Add that all up and if McConaughey failed here then you can kiss any credibility he may have had left goodbye. Luckily for him and the viewer, McConaughey made good use of his chance at redemption. He owns this film. He goes toe to toe with some of the best actors in Hollywood and comes out looking like he more than belongs. It helps that this role was tailor made for him, but regardless he stepped up.

Now about the actual film. The story starts out simple. McConaughey is a fast talking lawyer named Mick Haller, who you as you may have guessed from the title, works out of his Lincoln town car. He takes on shady clients and is clearly the best at what he does. He’s also not scared to get his hands dirty as we see by him hustling a local biker gang in the beginning of the film. What makes this movie good is that this is all brought on as pulp. This isn’t a movie acting in complete earnestness. It is well aware of how cliché it seems and it does a nice job of owning what it is. In some ways it is to lawyer movies what Machete was trying to be for mex-sploitation movies, only it works as an entertaining lawyer movie as well. I talk a lot about how much it annoys me when a movie clearly has a bad script. This was a movie with a good script.

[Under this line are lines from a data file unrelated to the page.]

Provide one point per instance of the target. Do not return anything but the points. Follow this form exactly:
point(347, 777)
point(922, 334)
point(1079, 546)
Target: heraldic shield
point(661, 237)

Mick soon finds out that he has been requested to work on the case of the son of a rich real estate tycoon. The son Louis Roulet, played by Ryan Phillippe, is going to trial for assault on a girl he met at a club. Of course he claims he didn’t do it. What happens then is that Mick actually begins to believe his case even though the evidence and to a lesser extent his private investigator played by William H. Macy very much so begs to differ. See as we soon find out, Mick while being a bit of a dirty attorney still has a proper sense of justice. He fears nothing more than not letting an innocent man go. So as Roulet’s story starts to make some sense Mick feels more and more compelled to make sure he gets things right.

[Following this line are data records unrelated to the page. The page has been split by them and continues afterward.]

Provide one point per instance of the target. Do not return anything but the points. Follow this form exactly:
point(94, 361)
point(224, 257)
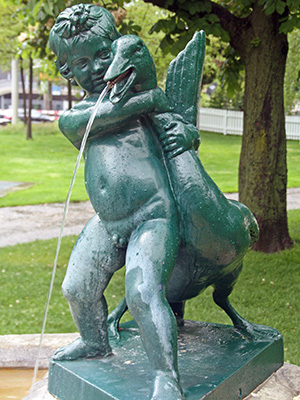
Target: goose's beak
point(125, 71)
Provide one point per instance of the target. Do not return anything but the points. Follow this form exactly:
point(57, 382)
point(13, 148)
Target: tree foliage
point(257, 34)
point(256, 31)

The problem is that he ends up doing his job a bit too well and uncovers some things that his client would not like people to know. As it turns out though Roulet was sort of expecting him to discover this information all along, and ends up putting Mick at a serious moral dilemma as his attorney. This all plays out very interestingly in the long court room scenes towards the end of the movie. If that sounded vague it is, and for good reason, as it’s more interesting to see how things play out in this movie than for me to just tell you. You can tell a movie has a good story when people who see it aren’t interested in telling you the story and would rather have you experience it for yourself. Saying “I don’t want to ruin it for you" is a good thing because it implies that there is something to ruin.

The direction of this movie also does a nice job at complimenting the movies strengths and not getting in the way. It’s shot with a lot of shaky cam so if that really bothers you it might be best to stay away, but it helps to give this film a gritty feel that couldn’t be more appropriate. Furman does a nice job of doing just enough so as to not take away from the movies strengths (its script and its acting). The cinematography is also rather solid but again in a minimalistic way. They don’t want you to feel like you are watching a movie. Instead they want you to get caught up in the story and the world they have created in it.

There isn’t much else to say about this movie. It’s a good lawyer/crime thriller that I really wish we would see more movies like. It’s enjoyable because it knows what it is and doesn’t try to be too much. It’s not groundbreaking and won’t win awards, but it operates within its genre superbly. And perhaps most importantly, it reminds us all of why we liked Matthew McConaughey to begin with.